On the Robustness and Generalization of Object Detection and Game Applications by Dr. Siqi Yang(Online)
Speaker: Dr. Siqi Yang
Topic: On the Robustness and Generalization of Object Detection and Game Applications
Time & Date: 10:00 -11:00, Friday,December 30, 2022 (Beijing time)
Zoom Meeting:
https://cuhk
Zoom Meeting ID:993 1113 2075
Password:123456
Abstract:
Object detection is to recognize and locate objects in images, which is one of the fundamental problems in computer vision. It has been developed rapidly in the past decades and has a wide range of applications, e.g., surveillance systems, autonomous vehicles, medical imaging diagnosis, and game applications. Since the technique of object detection has been widely adopted, the lack of robustness of object detectors can be problematic, which may lead to unpredictable safety and financial losses.
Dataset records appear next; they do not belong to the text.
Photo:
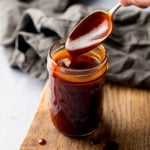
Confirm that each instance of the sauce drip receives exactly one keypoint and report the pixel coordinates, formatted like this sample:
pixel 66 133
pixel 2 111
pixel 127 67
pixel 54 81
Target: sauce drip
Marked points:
pixel 93 30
The main goal of this thesis is to study the robustness of object detectors and develop robust detectors. Robust object detectors can be viewed as the detectors that have the ability to maintain high accuracy when encountering the challenging conditions that may degrade the performance. To develop robust object detectors, we study the robustness of object detection by understanding when and where the detectors may fail. In this talk, we focus on the failure cases in three aspects: false positives, attacks, and domain adaptability. The proposed domain adaptation techniques have been applied to medical and game applications.
Biography:
Siqi Yang is currently a research scientist at the Innovation and Entertainment Group of Tencent, working on conditional motion generation for virtual humans. Prior to joining Tencent, she was a research scientist at the Game AI Lab of Bytedance, where she worked on game character auto-creation, image generation and other computer vision application in game. Siqi earned her Ph.D. degree in computer science from the University of Queensland, Australia in 2020 and BEng degree from South China University of Technology. Her research interests are machine learning and computer vision, particularly transfer learning, domain adaptation, generative networks, adversarial robustness, object detection and medical image processing. She has published 9 papers on top-tier computer vision conferences and 4 granted patents.